Granted, President Xi has been previewing his buzz-phrase of“new quality productive forces” since at least last September. Though cryptic and a tad ambiguous, Xi's inner circle has been selling it as the answer to China's economic future.

Little did Team Xi know that former US president Trump would be helping the Communist Party sell the strategy. In the months since September and the National
People's Congress in early March, Trump unveiled his plan to make trade wars great again.

On top of crushing new import taxes , Trump says he plans to revoke China's“most favored nation” status if elected in November. These steps could make Trump's 2017-2021 stint in the White House seem tame by comparison.

In doing so, Trump's Republican Party is reminding Xi's party of the folly of acting time and time again to boost domestic demand-led growth.
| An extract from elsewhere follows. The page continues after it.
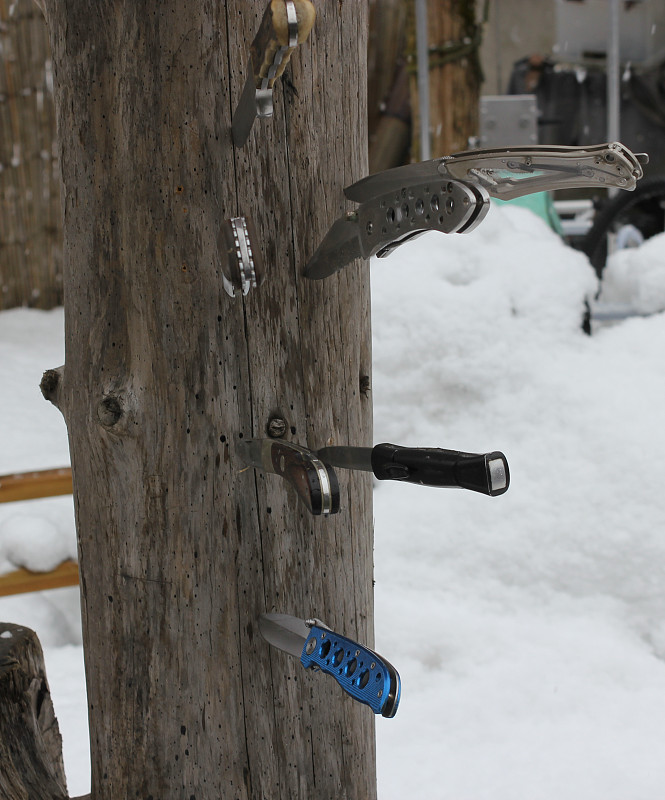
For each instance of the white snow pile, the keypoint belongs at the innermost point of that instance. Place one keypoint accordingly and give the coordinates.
(636, 276)
(528, 629)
To be sure, China wants to get its consumers to spend more and save less to keep growth near 5% year after year. That means continuing to raise incomes and building more robust social safety nets to encourage spending.

It also means creating deeper, trusted capital markets so the average Chinese can invest in stocks and bonds - not just real estate.

Yet Beijing's extreme focus on goosing consumption time and time again is counterproductive, many economists say. It leaves China susceptible to boom-and-bust cycles that require urgent attention at the expense of moving the economy upmarket. And China's heavy reliance on exports leaves the economy vulnerable to Trump-like trade war antics.

There's no better alternative to accelerating and broadening China's evolution as a high-tech powerhouse, development experts agree. And indications are this is precisely the pivot Xi and Premier Li Qiang are trying to make as 2024 unfolds.

Li Qiang and Xi Jinping in a file photo. Image: Twitter / Screengrab

At last month's NPC, Xi's party said“It's imperative to boost the endeavors to modernize the industrial system and accelerate the development of new productive forces.”

State news agency Xinhua says the priority is“spurring revival of northeast China” and promoting“green productive forces” across the nation. And making China a dominant innovator in semiconductors, electric-vehicle supply chains, renewable energy, advanced infrastructure, aviation and artificial intelligence.

Justin Yifu Lin, a former World Bank chief economist, argues that China“has enough room for elevation of technological innovation, industrial upgrade and productivity level.” He cites the nation's high savings rate, abundant investment resources and government commitment to economic development.

China, Lin says, has certain advantages that often get lost in worries about current economic challenges. As a major developing economy, Lin notes, China is“still in a process of industrial upgrade and still faces a big gap with developed countries, but this creates a latecomer's advantage.”

During this catch-up stage, other economies including Japan, South Korea and Germany achieved a growth rate of 8% or above. If they can achieve that, China also has the potential to achieve it, Lin says.

China“has another advantage in the new economy, represented by artificial intelligence and digital economy. China is placed at the same start line as those developed countries, but it has demonstrated a significant advantage in tech innovation involving the new economy ,” Lin argues.

Lin also highlights China's“abundant human capital” and its massive scale. It means that any technological innovation or new product development“can swiftly enter the domestic market and benefit from economies of scale. Even when competing with developed countries, China can surpass them in economies of scale thanks to its enormous domestic market size.”

Also, China has, in Lin's view,“the best industrial supporting capability of almost any economy globally.”